While the web did improve considerably in the past decade I keep being impressed by developers’ insistence on creating broken forms.
Broken as in: refusing or breaking reasonable looking input for no apparent reason. Non-ASCII characters are always good things to try if you want to see high-tech FAIL.
For example when buying Arcade Fire’s Reflektor album online with Topspin media, their site (a sweet home to broken web design), kept marking the city name “Göttingen” as an error by marking it red and refusing to submit the form. Of course it did not tell me what exactly it considered wrong with that correct input, but luckily I know the “ö” to be good at finding programmer failure.
Note that in that form I did not even try to use my first name as I usually do but I left it at “Sven” only. Which of course is not what is in my passport or on my credit card, so I am a bit weary to use the “wrong” name there. To their credit: the credit card company has not complained so far about such minor differences in name.

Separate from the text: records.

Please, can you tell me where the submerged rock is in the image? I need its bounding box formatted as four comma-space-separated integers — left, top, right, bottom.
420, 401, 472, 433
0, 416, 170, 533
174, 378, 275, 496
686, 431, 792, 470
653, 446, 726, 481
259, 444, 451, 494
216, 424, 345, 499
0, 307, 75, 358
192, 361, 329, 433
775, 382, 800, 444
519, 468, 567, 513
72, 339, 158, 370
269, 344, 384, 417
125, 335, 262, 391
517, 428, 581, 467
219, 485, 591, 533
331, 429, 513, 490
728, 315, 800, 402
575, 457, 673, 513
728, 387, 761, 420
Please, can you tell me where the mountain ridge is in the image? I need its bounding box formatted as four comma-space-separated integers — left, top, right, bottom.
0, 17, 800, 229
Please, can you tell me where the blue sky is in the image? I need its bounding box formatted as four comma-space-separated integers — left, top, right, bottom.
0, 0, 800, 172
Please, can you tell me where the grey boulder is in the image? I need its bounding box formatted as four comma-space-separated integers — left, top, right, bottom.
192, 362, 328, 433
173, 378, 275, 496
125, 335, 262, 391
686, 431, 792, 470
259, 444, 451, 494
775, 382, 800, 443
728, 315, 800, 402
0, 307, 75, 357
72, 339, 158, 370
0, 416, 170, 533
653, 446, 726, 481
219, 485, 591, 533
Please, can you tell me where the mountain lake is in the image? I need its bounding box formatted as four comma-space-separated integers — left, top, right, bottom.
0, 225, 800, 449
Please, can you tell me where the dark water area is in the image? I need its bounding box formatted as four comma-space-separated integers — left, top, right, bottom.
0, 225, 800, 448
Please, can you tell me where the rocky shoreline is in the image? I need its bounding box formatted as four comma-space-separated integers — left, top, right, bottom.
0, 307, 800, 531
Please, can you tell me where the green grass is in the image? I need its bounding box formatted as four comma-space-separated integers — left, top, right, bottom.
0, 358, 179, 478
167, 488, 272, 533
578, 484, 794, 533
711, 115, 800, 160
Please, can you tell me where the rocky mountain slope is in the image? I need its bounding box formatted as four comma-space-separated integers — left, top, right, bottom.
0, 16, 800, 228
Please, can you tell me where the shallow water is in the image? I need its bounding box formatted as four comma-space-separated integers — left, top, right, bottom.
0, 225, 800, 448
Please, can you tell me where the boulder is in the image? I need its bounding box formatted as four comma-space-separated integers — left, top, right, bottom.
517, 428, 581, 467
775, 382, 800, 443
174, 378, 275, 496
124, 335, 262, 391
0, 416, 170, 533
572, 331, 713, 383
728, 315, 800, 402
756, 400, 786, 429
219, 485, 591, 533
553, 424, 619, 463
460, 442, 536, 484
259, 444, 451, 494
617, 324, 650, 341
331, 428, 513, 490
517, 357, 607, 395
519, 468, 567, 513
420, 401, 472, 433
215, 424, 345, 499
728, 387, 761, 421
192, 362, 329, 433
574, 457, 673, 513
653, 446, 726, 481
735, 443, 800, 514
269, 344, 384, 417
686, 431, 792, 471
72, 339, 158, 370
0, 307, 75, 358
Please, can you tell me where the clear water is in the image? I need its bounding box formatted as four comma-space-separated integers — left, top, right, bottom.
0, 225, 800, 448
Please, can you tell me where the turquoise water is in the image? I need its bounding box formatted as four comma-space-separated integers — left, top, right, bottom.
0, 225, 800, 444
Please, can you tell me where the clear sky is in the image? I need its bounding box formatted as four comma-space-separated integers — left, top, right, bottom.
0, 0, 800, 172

But I am a bit uneasy using the “wrong” name on airline tickets given the horrendous amount of mindless rule-following and stupidity in the airline and associated “security” businesses (yet I keep being forced to enter the “wrong” name due to the brokenness of many aviation industry systems, as first seen with Lufthansa a decade ago).
When filling another form recently – one that I suspect to be completely unrelated to ancient legacy systems as they may exist in airlines – I was reminded that even that bug remains alive and kicking. And the website recommended I should
please check your first name. Err thanks:
I will be the first person to agree that input validation is important and I do appreciate efforts to validate input. With that in mind, I completely fail to understand why developers do not try to make their systems and databases as open minded as possible for the values they accept. In the case of names and place names that would reduce both users’ frustration and the effort needed to validate inputs, because that global range customers simply do have names and addresses that do not fit a 1960s American mindset.